Coronavirus lockdown has pushed up to 20 % of dairy intake in homes
Categories including ice cream, however, have seen an 80
RS Sodhi, MD of the Rs 38,550 crore dairy company Amul, says it has been business as usual even during the COVID-19 lockdown, from reinventing its distribution network to launching a range of immunity building dairy products such as haldi, tulsi and gingermilk.
While industry data indicate a 15-25% decrease in demand for dairy products, Sodhi claims that Amul has seen an increase in dairy household consumption. "Over 15 % of the dairy revenue comes from the HOREKA market, which was fully dried up due to the lockdown. But, the revenue loss in the institutional market was offset by the rise in household demand. People are locked in their homes and spend longer hours in their kitchens," Sodhi explains. He says home consumption of dairy products has increased by 15-20%. Demand for categories such as cheese has risen by 80%, says Sodhi, while paneer sales have risen by 40%. As well, demand for products such as condensed milk has doubled. Categories like ice cream, however, have seen an 80% decline in sales. Sodhi also admits the company is sitting on a huge milk powder inventory, with sales of HOREKA coming to a halt.

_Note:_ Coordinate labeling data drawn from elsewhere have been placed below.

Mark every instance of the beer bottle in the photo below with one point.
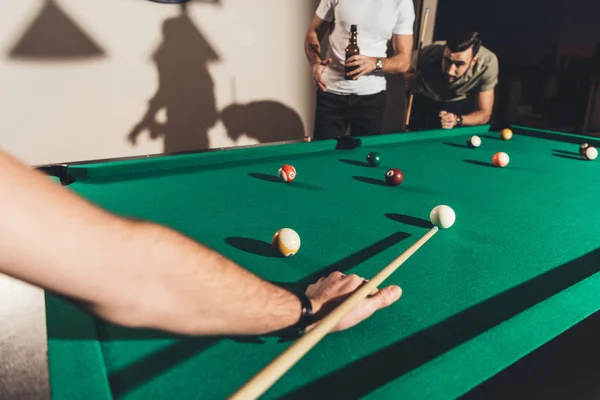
(352, 50)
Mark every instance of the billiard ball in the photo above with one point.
(500, 159)
(287, 173)
(590, 153)
(442, 216)
(582, 148)
(506, 134)
(473, 142)
(373, 159)
(394, 177)
(286, 241)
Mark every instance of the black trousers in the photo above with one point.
(425, 112)
(334, 113)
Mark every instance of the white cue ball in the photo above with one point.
(286, 241)
(443, 217)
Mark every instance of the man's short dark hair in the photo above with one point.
(462, 41)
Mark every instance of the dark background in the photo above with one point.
(549, 54)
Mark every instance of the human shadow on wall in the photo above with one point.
(186, 93)
(185, 89)
(53, 35)
(265, 121)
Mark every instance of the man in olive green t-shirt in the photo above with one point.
(454, 84)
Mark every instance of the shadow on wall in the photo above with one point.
(53, 35)
(185, 89)
(265, 121)
(186, 94)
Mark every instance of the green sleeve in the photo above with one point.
(489, 79)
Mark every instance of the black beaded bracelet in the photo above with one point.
(306, 318)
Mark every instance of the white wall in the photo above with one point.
(72, 108)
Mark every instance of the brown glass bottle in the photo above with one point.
(352, 50)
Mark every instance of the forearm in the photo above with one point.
(477, 117)
(130, 273)
(312, 48)
(398, 64)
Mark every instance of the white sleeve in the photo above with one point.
(325, 10)
(406, 19)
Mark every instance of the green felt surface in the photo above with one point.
(518, 268)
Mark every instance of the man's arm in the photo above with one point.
(485, 104)
(312, 42)
(397, 64)
(484, 101)
(312, 49)
(141, 274)
(400, 62)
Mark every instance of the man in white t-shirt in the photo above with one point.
(359, 102)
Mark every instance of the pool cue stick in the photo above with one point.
(280, 365)
(421, 40)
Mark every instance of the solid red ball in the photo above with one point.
(394, 177)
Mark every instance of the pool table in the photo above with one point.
(518, 268)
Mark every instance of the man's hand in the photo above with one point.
(318, 73)
(327, 293)
(364, 65)
(448, 120)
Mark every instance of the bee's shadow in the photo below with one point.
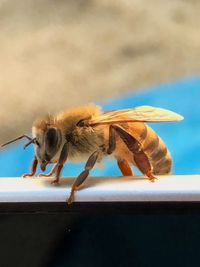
(93, 181)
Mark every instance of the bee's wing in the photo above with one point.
(142, 113)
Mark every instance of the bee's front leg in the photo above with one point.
(33, 168)
(140, 157)
(61, 161)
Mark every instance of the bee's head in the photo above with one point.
(47, 142)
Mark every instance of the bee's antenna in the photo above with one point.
(30, 142)
(20, 137)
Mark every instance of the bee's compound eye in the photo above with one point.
(83, 123)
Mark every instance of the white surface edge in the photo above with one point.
(101, 189)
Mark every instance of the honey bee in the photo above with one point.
(87, 133)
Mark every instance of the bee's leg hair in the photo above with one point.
(61, 161)
(33, 168)
(124, 167)
(139, 156)
(83, 175)
(112, 140)
(53, 170)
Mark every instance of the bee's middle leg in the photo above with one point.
(83, 175)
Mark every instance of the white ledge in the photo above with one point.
(100, 189)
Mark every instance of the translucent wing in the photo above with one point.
(142, 113)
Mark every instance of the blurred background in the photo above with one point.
(118, 53)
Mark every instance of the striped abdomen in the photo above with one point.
(153, 146)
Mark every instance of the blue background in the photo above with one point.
(182, 138)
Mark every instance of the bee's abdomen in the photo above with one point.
(157, 152)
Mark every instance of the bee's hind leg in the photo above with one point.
(139, 156)
(122, 163)
(124, 167)
(83, 175)
(33, 168)
(53, 170)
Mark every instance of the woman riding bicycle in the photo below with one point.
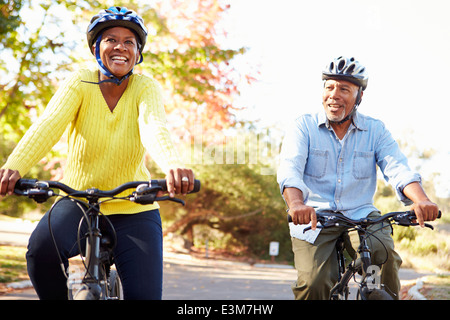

India has reported high demand from the dairy industry as a result of increasing per capita income and consumer disposable income. Such two factors improved the purchasing power which fuelled growth in the dairy industry in India. In addition, due to rapid urbanization, the proportion of organized dairy market in the Indian dairy industry is significantly increased.
Like other consumer goods firms, during the early part of the lockdown, Amul was also facing a supply chain and distribution crisis as it was unable to distribute its products to distributors and retail outlets. "Unlike before, when we used to have a separate supply chain for new, ambient goods and ice cream, our supply chain has now converged. As the trucks delivering ice cream were idle as demand fell, we started using them to distribute our new and ambient goods. We 're making sure our products reach our customers," says Sodhi. Although Amul may have benefited during the lockdown with its size and distribution, dairy experts say that in other cooperatives, particularly in smaller states like Jharkhand, Odisha, and Assam, there is a major dip in the procurement and selling of dairy produce. "A state like Jharkhand, which used to collect 1,30 lakh liters per day before COVID, has cut its procurement to 60,000-70,000 liters per day," a senior dairy expert points out.